İzmir'in "hakanı" kim olacak?
Yazar: Agah Agamemnon
Bugüne kadar hep konuşuldu:
"Şu Adalet ve Kalkınma Partisi'nde devlet protokolünün dışında ikinci bir protokol var..."
Bunu dile getirenler kamu kuruluşlarında "kadroların" ellerinden tek tek gidişlerini izleyen, ses çıkaramayan-çıkarmayan kamu görevlileri ya da parti içinde çenesi düşük isimlerin anlattıklarıydı.
Neler söyleniyordu başka:
"Bu partide bakanları arayıp iş emreden il başkanları var..."
"Bu güçlerini tarikat içindeki ağırlıklarından alıyorlar..."
Bu tarikat meselesi, değişmez gündem...
Ama tarikat hususunda sadece AKP'den değil, CHP'den de söz edilen bir dönem yaşıyoruz.
Hatta bir ara boynuz kulağı geçti; sadece CHP'nin tarikatlarla ilişkisi konuşuldu.
Peki AKP'de "tarikat protokolü" olarak yaşanan "protokol sorunu"; İzmir'de kendisini nasıl gösterecek?
CHP'nin bütün anketlerde "ezici üstünlük"le önde görünen Aziz Kocaoğlu gibi bir başkan adayı var.
Ve Kocaoğlu, kimilerince "tutuk" ve "hakimiyeti eksik" gibi yorumlanan görüntüsünü artık tarihe gömdü.
Gittiği her yerde "güven veren" ve "tek hakim" pozisyonunu halka en iyi şekilde sunuyor.
Aziz Kocaoğlu, bu durumunu kamuoyuna "iyi pazarlıyor"...
Ancak tek hakim Kocaoğlu'nun partisinde, ilçe belediye başkanlığı koltuklarından birisinde, bir bakan var...
Yılbaşı kutlamalarında beş yıldızlı oteller yerine "yoksul sofrası"nı seçtiğini basına geçtiği haber servislerinde, röportajlarında dile getiren; kolunda kırıklar olsa da eli yüzü düzgün ve yakışıklı mı yakışıklı bir aday var...
Peki bölge temsilciliğini yaptığı gazetede bile kendisine pek çok çalışanın "bakanım" diye seslendiği; CHP'nin şansı niteliğindeki bu aday şimdi ne yapacak?
Protokolde Aziz Bey'den önce mi gelecek, sonra mı?
Kendisine "başkanım" mı yoksa "bakanım" mı denmesini tercih edecek?
İzmir'e her değindiğinde, Aziz Bey'e her vesileyle yazılarında dokundurmayı alışkanlık haline getiren "o kadife sesli gazeteci"yi; ne yapacak?

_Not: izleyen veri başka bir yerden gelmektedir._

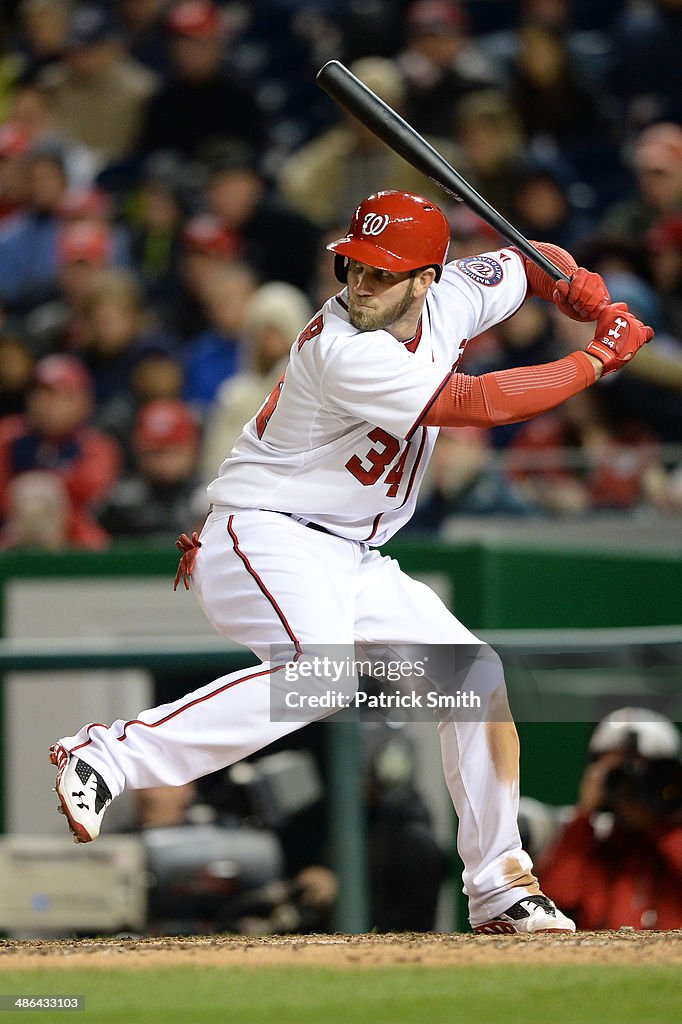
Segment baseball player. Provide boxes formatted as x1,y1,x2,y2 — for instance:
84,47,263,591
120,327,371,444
50,191,653,933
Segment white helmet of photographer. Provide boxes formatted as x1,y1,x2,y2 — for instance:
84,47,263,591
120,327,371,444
588,708,681,758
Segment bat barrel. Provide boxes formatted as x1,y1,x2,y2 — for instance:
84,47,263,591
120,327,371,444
316,60,570,281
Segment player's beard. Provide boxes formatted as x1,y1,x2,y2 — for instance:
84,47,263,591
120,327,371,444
348,278,415,331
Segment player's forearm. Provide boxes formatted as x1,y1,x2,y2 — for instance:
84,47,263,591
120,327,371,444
422,352,601,427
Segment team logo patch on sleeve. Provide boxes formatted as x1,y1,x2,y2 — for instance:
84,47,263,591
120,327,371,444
457,256,504,288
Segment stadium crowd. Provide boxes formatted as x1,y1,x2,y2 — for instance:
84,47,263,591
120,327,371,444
0,0,682,549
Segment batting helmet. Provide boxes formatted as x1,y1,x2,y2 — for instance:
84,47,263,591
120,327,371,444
327,191,450,284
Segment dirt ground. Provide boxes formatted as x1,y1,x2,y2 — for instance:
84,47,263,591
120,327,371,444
0,929,682,972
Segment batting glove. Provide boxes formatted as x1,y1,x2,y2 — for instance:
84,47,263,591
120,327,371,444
585,302,653,377
552,266,610,321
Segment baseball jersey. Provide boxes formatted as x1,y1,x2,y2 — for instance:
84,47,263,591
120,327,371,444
208,249,527,545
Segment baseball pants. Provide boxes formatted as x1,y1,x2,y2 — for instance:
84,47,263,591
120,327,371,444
60,506,540,927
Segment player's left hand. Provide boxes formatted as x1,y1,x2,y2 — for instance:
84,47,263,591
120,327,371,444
585,302,653,377
552,266,611,321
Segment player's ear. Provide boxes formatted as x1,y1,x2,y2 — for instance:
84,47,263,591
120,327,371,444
415,266,436,295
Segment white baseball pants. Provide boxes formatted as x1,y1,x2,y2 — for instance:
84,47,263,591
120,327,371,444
60,507,539,927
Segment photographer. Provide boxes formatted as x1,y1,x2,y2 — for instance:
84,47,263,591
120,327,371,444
540,708,682,930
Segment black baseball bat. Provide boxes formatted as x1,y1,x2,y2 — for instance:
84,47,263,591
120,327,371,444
316,60,570,281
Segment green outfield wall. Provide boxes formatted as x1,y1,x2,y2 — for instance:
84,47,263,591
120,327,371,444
0,537,682,933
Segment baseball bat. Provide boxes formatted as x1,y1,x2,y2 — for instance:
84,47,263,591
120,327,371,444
316,60,570,281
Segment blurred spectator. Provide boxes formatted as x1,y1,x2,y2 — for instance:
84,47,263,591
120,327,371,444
456,89,524,214
409,427,540,531
397,0,495,138
98,399,201,541
118,0,170,79
0,332,34,418
607,0,682,135
0,123,31,221
42,5,157,168
201,142,322,291
183,262,256,411
600,123,682,241
14,0,73,78
511,163,592,252
25,221,114,355
127,153,187,319
139,0,264,157
0,355,121,548
81,270,175,443
163,214,241,341
0,470,71,551
646,211,682,343
278,57,439,232
0,152,67,312
509,22,600,153
8,80,97,189
539,708,682,930
202,278,309,480
508,393,668,515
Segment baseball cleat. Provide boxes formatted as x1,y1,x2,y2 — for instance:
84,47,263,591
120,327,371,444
474,896,576,935
50,743,113,843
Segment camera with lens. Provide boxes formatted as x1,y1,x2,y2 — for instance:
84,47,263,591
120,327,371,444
602,731,682,820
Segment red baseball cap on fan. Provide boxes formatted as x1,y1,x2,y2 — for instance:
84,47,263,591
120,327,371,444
57,221,112,267
135,398,199,452
166,0,222,39
0,122,31,157
34,355,92,394
182,213,241,258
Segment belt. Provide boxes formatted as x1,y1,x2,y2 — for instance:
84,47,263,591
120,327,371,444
261,509,334,537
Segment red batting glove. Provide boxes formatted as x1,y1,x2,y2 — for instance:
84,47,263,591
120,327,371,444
585,302,653,377
552,266,611,321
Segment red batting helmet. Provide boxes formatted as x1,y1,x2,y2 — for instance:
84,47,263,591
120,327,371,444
327,191,450,283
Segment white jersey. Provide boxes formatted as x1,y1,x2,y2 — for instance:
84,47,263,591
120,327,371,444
208,249,526,545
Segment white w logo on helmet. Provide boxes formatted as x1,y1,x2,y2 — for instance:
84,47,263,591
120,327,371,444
363,213,389,234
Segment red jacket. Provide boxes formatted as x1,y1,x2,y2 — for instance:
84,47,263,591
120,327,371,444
539,814,682,930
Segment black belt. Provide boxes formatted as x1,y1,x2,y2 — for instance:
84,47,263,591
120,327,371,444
261,509,334,537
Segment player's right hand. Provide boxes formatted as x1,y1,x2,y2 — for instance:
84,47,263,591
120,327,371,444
552,266,610,321
585,302,653,377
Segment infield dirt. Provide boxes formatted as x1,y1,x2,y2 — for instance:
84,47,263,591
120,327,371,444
0,930,682,971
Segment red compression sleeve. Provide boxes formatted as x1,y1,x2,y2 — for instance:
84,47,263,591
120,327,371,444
421,352,595,427
520,242,578,302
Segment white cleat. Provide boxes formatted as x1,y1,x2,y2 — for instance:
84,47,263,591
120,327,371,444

"Mustafa" filminin galasına ev sahipliği yaptığı bu gazetecinin yeni projesi olduğu söylenen "Saidi Nursi Belgeseli"nin galası yine bu ilçe sınırlarında mı yapılır?
Bütün bunlar, AKP'dekine benzer bir protokol krizinin kapıda olduğunu gösteren sorular...
Bu sorulara yanıtları, 30 Mart'tan itibaren hep birlikte alacağız.
"Hakan" Türk Devletlerinde, hükümdarlara verilen ve en çok bilinen unvanlardan...
Seçimlerden sonra; İzmir'in "hakanı" Aziz Bey mi olacak, yoksa CHP'nin şansı yakışıklı mı yakışıklı, şair mi şair, doktor mu doktor, gazeteci mi gazeteci ve nihayet bakan mı bakan bu flaş aday mı?
Yaşanması muhtemel bu kriz, acaba İzmir'i bir sonraki seçimlere "sol kolu kırık" sokar mı; bir "yol kazası"nın eli kulağında mıdır?
Bu soruyu sormak için henüz erken; ama yine de şimdiden sormakta fayda var.